Tips for calling your elected reps :
Whether you get a person or an answering machine, start by saying: “Hello, my name is _______, I’m a constituent from [zip code], and I’m calling to ask [senator/representative] ________ to: ”
There are three ways to make your call a useful one:
- Keep it short. If you just want your voice to be heard and counted, tell the staffer your opinion on an issue, thank them, and say goodbye.
- Include a personal anecdote. Does the issue you’re calling about affect you or a loved one? Tell them, explicitly, how this issue affects their constituent. Give details, if possible. Make it personal, recallable, and therefore something that staffer can write down and share with the rep.
- Are you an expert on a topic? (’m looking at you, Widener grads) Tell the staffer that picks up your call that you’d like to talk to the person who handles policy on that topic. You’ll get to have a longer, more in depth conversation about a topic that you have professional or academic experience in, and you may be able to give that policy-writer information that they can use to advise the rep.
Try a few different offices. If your local office is swamped, each elected rep usually has a few different locations: all around their district, in the state capital, and in Washington. Save them ALL in your phone, so when you can’t get through to your local office, you don’t have to overcome that extra step of going online to find more numbers.

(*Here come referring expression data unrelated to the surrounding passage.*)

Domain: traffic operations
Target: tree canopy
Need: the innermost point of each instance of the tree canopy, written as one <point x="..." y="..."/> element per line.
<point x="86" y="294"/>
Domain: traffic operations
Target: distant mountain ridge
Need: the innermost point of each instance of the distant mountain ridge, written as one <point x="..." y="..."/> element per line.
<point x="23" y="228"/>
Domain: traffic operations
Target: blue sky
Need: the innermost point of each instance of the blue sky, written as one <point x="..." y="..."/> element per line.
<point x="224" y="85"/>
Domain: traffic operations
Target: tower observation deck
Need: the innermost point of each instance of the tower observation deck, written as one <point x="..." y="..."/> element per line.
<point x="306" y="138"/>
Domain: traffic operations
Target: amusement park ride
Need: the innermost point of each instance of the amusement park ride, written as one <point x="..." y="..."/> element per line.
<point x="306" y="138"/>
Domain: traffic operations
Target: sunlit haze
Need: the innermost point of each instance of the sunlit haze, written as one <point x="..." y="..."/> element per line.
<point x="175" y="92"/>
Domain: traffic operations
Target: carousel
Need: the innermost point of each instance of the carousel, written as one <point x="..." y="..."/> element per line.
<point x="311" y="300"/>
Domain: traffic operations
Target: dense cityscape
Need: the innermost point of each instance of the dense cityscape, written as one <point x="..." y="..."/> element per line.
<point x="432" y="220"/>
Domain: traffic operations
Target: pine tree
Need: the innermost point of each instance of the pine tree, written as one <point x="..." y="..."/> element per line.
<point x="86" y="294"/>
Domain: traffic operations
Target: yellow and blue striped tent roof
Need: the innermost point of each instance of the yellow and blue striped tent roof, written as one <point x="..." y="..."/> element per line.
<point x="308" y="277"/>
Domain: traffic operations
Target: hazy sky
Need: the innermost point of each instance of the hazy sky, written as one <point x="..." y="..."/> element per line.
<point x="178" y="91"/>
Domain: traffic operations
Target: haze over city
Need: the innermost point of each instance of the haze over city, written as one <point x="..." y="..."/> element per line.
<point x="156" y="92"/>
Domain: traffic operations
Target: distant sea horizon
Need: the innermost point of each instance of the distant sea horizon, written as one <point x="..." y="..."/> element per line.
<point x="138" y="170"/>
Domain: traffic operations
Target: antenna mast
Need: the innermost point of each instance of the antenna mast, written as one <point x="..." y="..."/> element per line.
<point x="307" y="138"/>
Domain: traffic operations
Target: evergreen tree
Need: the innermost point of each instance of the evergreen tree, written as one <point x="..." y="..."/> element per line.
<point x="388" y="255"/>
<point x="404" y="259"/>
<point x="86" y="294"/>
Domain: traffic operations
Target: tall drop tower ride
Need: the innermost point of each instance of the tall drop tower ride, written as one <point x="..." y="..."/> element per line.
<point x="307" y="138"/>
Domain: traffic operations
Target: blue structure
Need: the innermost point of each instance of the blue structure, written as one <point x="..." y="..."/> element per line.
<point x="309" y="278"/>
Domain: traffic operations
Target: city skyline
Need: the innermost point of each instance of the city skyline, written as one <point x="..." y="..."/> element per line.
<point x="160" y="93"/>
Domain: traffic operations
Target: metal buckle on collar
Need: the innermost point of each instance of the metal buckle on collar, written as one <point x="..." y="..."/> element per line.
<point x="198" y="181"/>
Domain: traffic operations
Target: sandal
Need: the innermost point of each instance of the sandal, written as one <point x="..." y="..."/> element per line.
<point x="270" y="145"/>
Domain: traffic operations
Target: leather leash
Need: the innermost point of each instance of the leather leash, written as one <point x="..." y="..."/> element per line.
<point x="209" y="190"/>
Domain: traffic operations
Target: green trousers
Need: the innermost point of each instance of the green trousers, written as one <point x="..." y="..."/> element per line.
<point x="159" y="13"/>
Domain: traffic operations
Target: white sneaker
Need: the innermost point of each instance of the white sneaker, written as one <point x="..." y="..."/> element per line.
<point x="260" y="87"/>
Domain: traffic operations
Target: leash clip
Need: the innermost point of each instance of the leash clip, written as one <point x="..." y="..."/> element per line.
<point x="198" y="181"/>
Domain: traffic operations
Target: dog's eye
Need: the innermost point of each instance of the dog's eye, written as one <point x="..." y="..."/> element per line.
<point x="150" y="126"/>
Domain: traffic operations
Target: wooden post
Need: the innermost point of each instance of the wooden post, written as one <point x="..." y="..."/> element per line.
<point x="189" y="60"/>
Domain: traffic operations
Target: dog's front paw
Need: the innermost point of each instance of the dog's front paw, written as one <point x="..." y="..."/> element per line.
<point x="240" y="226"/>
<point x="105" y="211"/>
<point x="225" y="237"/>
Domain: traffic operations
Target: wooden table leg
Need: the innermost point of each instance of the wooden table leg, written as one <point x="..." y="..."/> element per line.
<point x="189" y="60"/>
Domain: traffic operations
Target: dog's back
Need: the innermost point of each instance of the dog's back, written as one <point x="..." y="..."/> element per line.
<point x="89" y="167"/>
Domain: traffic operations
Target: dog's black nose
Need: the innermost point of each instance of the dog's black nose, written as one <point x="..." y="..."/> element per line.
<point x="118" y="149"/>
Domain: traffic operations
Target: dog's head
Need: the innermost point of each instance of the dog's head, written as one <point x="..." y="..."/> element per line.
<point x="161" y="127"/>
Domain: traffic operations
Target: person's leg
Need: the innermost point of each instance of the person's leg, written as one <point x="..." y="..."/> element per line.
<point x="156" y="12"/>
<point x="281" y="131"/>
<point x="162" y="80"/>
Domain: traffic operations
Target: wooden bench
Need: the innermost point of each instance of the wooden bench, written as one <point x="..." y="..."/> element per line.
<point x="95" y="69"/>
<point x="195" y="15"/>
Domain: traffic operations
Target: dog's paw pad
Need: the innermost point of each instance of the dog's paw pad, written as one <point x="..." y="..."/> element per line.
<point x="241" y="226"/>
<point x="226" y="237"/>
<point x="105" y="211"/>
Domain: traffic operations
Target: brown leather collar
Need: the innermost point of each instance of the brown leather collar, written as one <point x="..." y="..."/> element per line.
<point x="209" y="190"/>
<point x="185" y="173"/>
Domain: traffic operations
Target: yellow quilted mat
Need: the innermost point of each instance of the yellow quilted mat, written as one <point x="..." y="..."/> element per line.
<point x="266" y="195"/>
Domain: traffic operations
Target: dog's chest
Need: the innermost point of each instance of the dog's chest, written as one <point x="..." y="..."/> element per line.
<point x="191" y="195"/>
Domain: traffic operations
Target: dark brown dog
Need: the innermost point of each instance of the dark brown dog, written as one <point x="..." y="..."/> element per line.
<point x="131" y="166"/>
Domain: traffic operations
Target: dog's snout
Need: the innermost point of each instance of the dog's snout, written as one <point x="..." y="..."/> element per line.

Call your state reps, not just your federal reps. Did you know that you have state senators and congress people, and not just federal ones? Yes indeed, your state has a state senate, and a state house of representatives. The laws passed on a state level can affect you more immediately and severely than the federal ones can. They’re the laws that determine local funding, laws about abortion and healthcare, and anything else that we’ve been worrying about on a national level. Keep an eye on what’s going on locally, too.
If you’re really outgoing, and you have a lot of feelings about a specific issue, try to get to know the staff in a particular office. Talk to the same policy writer a few times, get them to know your name. Make an appointment with that staffer to talk to them in person. You can really make a huge effect by getting (politely) up in someone’s face, over and over again.
If you’re not really outgoing, write a quick and easy script (or ask me to do it), make your call, say the words, thank them, and hang up. That’s all you have to do. Just get your tally counted.
On that topic: you can cry. You can stutter. You can correct yourself. You can be upset (as long as you’re polite). You can repeat yourself, if that’s what comes out of your mouth. If those things happen, YOU DID NOT FUCK UP THE CALL. You didn’t. You shared your opinion, the staffer will count it, and that is a HUGE success, no matter how nervous or uncomfortable you sound.
Make it a routine. It freaked me out SO MUCH at first, to call all of the time. But I take about 7 minutes a day, to make my usual calls, and try to take a longer break once a week for the state reps (takes a little longer to prepare for those calls). The more often you do it, the less terrifying or hard or confusing it will be.
And above all: do it. Just do it. Make those calls, write post cards, visit the office, whatever. You have to. You HAVE to. It is so, so important that you contact your reps.